Talmanes tira lui aussi sa chaise. Il avait déjà vu Mat miser de l’or pour gagner de l’argent. Avec sa chance, il parvenait à sortir gagnant de ce genre de défi. Parfois, il réussissait le même exploit en jouant de l’or contre du cuivre. Au bout du compte, ça ne lui faisait pas de gros gains, car les joueurs adverses étaient vite à court de fonds, ou décidaient d’arrêter le frais.

Du coup, le jeune flambeur se retrouvait avec quelques pièces d’argent ou de cuivre… et plus personne pour jouer.

Des bénéfices si maigres ne serviraient à rien. La Compagnie avait tout l’argent qu’elle voulait. En revanche, il lui fallait de la nourriture. Donc, essayer autre chose s’imposait.

Plusieurs joueurs sortirent des pièces d’argent.

Mat secoua les dés dans sa main et les lança. La Lumière en soit louée, il tira un « un » et un « deux », une combinaison instantanément… perdante.

Talmanes cligna des yeux et les autres joueurs regardèrent Mat, l’air chagrinés – comme s’ils étaient gênés d’avoir parié contre un seigneur qui ne s’attendait pas à perdre. Un moyen assez sûr, en des lieux pareils, de s’attirer des ennuis.

— Eh bien, eh bien…, fit Mat. C’est pour vous, je crois.
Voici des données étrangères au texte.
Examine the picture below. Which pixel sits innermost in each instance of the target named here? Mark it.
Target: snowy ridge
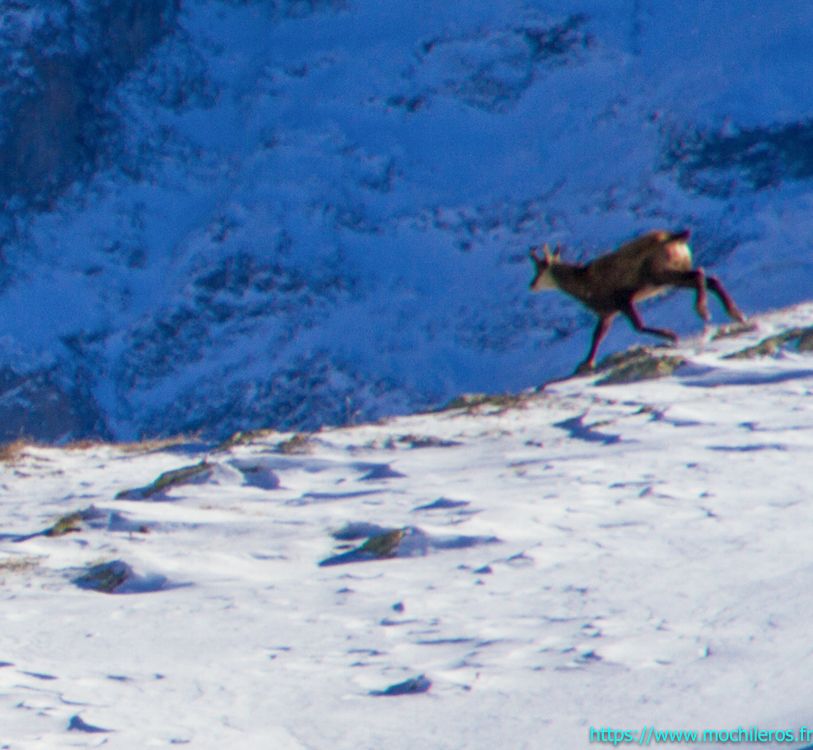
(502, 574)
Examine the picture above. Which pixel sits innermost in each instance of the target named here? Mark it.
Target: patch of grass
(732, 330)
(383, 545)
(427, 441)
(19, 564)
(166, 480)
(473, 402)
(105, 577)
(151, 445)
(65, 525)
(12, 452)
(244, 437)
(643, 366)
(297, 444)
(772, 344)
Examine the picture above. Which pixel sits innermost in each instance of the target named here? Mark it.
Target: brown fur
(639, 269)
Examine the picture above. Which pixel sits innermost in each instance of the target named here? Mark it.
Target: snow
(394, 164)
(585, 555)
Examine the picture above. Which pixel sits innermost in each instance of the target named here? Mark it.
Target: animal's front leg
(632, 315)
(599, 333)
(714, 284)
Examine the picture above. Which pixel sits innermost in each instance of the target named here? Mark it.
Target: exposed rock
(60, 64)
(39, 407)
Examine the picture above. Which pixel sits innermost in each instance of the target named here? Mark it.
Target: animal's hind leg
(632, 315)
(695, 279)
(599, 333)
(733, 311)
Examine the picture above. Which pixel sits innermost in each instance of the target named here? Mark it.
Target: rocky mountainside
(228, 215)
(620, 552)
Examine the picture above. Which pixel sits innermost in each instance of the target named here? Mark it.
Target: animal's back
(629, 269)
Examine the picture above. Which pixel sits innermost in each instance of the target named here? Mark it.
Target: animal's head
(544, 279)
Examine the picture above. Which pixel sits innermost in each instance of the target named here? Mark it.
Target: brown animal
(641, 268)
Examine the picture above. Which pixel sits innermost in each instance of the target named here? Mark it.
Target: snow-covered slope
(232, 215)
(506, 573)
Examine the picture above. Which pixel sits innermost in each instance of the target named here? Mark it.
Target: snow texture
(290, 214)
(513, 571)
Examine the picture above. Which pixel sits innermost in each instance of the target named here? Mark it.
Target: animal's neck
(571, 279)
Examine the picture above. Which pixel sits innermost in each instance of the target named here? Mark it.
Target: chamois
(639, 269)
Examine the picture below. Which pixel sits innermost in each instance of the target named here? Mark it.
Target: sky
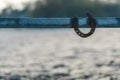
(15, 4)
(20, 4)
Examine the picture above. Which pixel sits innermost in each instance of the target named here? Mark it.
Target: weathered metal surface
(56, 22)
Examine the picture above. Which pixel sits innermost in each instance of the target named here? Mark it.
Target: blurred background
(59, 54)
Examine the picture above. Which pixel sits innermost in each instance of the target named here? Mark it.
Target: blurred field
(59, 54)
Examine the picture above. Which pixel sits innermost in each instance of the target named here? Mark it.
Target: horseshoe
(91, 22)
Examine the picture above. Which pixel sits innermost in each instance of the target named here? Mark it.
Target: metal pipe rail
(101, 22)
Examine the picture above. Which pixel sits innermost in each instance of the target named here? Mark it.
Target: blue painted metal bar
(56, 22)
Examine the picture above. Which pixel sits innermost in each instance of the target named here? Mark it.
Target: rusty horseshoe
(91, 22)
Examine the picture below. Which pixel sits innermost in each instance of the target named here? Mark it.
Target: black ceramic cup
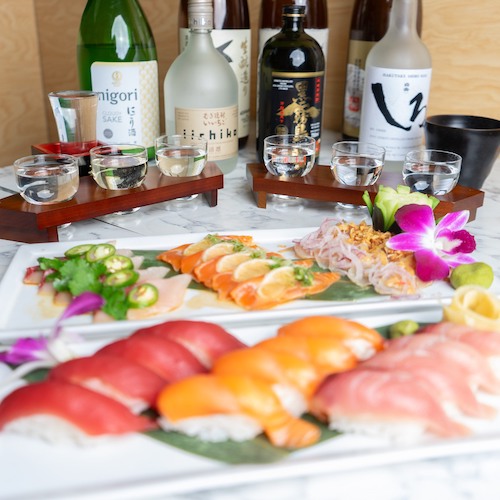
(476, 139)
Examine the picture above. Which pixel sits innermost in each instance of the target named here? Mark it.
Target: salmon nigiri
(379, 402)
(206, 341)
(362, 340)
(223, 407)
(293, 379)
(128, 382)
(59, 411)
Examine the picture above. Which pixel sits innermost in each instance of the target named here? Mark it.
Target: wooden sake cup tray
(23, 221)
(320, 185)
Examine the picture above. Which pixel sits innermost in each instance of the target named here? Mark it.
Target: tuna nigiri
(222, 407)
(206, 341)
(128, 382)
(166, 358)
(362, 340)
(59, 411)
(380, 402)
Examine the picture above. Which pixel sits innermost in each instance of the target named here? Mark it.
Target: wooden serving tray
(23, 221)
(320, 185)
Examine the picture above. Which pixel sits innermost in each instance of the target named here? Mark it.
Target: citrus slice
(474, 306)
(230, 262)
(217, 250)
(277, 282)
(252, 268)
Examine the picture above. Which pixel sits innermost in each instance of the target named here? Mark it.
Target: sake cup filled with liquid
(119, 166)
(47, 179)
(289, 155)
(431, 171)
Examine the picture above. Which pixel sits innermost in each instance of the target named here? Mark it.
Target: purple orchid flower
(437, 247)
(51, 349)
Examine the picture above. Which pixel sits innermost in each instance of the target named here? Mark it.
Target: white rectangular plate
(140, 467)
(26, 313)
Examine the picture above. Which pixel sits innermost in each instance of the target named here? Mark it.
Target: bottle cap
(201, 14)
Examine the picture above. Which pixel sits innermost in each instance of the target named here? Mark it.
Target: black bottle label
(296, 103)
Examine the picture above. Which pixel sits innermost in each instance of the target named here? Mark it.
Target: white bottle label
(394, 109)
(234, 45)
(128, 109)
(218, 125)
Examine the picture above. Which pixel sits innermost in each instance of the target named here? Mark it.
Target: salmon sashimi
(166, 358)
(206, 341)
(474, 366)
(128, 382)
(292, 378)
(446, 378)
(362, 340)
(222, 407)
(375, 402)
(325, 354)
(58, 411)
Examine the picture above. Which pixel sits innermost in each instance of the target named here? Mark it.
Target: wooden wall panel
(463, 37)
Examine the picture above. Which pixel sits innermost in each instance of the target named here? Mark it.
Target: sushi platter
(27, 313)
(136, 466)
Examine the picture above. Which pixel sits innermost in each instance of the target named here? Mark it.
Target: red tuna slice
(91, 412)
(474, 365)
(119, 378)
(207, 341)
(166, 358)
(446, 378)
(367, 396)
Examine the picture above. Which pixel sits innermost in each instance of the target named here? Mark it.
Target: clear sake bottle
(397, 85)
(201, 91)
(116, 56)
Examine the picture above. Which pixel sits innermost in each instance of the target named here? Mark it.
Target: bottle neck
(403, 18)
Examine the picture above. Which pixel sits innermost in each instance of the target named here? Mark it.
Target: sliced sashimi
(171, 292)
(166, 358)
(206, 341)
(209, 406)
(34, 407)
(382, 402)
(128, 382)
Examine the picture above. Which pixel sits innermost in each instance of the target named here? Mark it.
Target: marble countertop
(473, 476)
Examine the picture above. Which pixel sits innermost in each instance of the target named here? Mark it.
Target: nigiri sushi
(388, 403)
(231, 407)
(61, 412)
(292, 378)
(128, 382)
(362, 340)
(326, 355)
(206, 341)
(166, 358)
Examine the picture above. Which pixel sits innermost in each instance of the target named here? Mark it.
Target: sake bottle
(315, 20)
(232, 38)
(396, 88)
(116, 56)
(369, 22)
(291, 68)
(201, 91)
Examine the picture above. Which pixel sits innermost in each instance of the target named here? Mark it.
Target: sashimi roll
(206, 341)
(218, 408)
(391, 404)
(362, 340)
(61, 412)
(166, 358)
(126, 381)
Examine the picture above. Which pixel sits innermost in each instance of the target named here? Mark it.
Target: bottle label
(355, 80)
(218, 125)
(296, 103)
(234, 45)
(394, 109)
(128, 108)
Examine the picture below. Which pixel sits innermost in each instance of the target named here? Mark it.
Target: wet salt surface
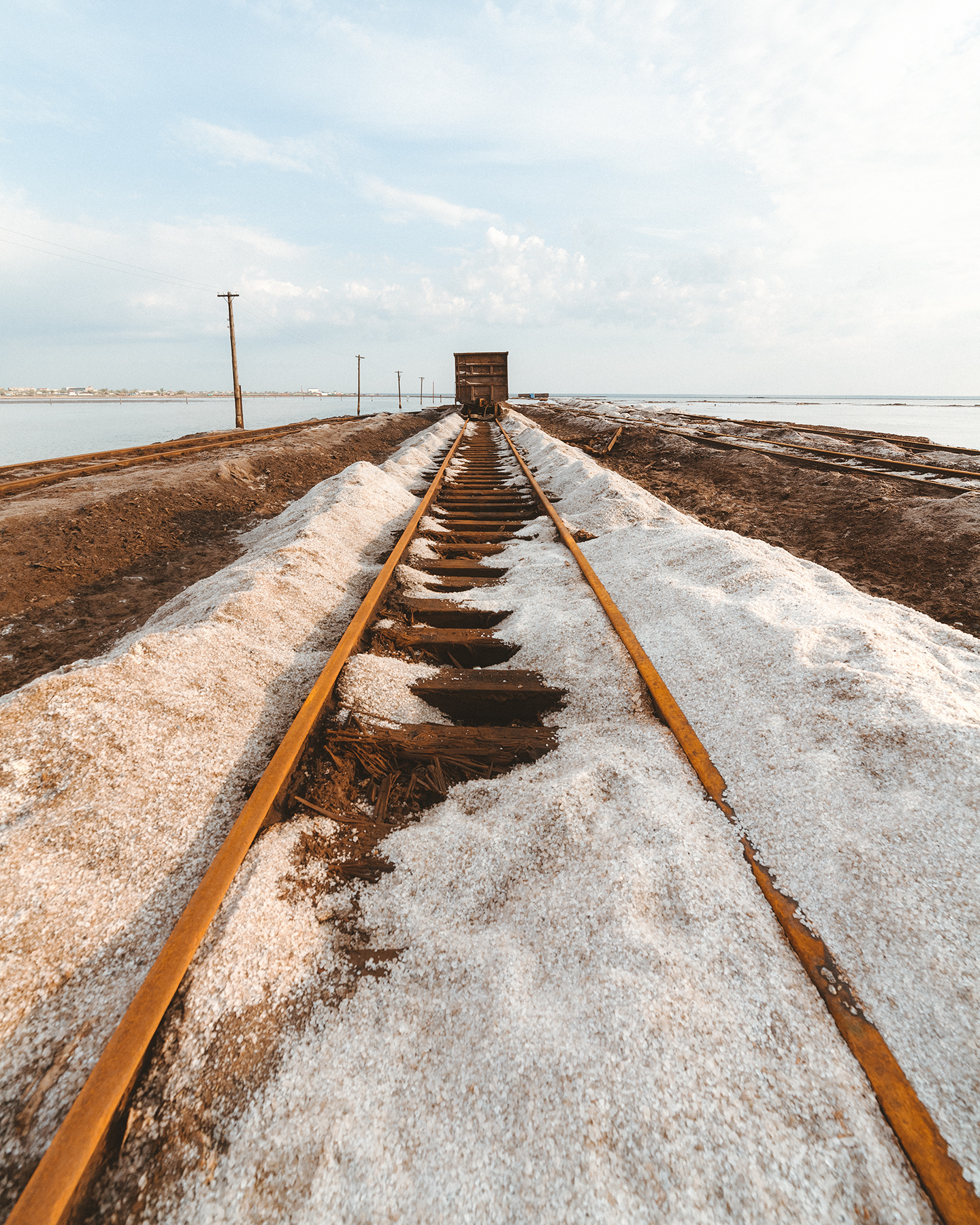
(595, 1016)
(119, 777)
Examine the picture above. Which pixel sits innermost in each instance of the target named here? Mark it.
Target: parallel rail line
(129, 457)
(478, 510)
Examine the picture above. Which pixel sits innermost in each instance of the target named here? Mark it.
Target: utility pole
(237, 386)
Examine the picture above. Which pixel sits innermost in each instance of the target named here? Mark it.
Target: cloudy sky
(721, 196)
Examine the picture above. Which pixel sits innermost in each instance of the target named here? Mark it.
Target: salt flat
(595, 1016)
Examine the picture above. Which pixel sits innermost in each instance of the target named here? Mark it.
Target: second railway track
(372, 778)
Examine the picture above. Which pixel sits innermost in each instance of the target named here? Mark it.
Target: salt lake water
(36, 429)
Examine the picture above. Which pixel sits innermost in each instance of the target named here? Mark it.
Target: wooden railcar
(480, 381)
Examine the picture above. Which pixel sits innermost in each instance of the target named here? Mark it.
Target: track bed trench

D’une pichenette, il propulsa la couronne d’or au centre de la table, pour que la somme soit partagée entre les gagnants.

— On fait la revanche ?

Sur ces mots, Mat laissa tomber deux couronnes d’or devant lui.

Cette fois, il y eut plus de parieurs.

Le deuxième lancer fut tout aussi perdant que le premier. Talmanes manqua s’en étrangler. Mat perdait parfois des coups, comme tout le monde. Mais deux de suite ?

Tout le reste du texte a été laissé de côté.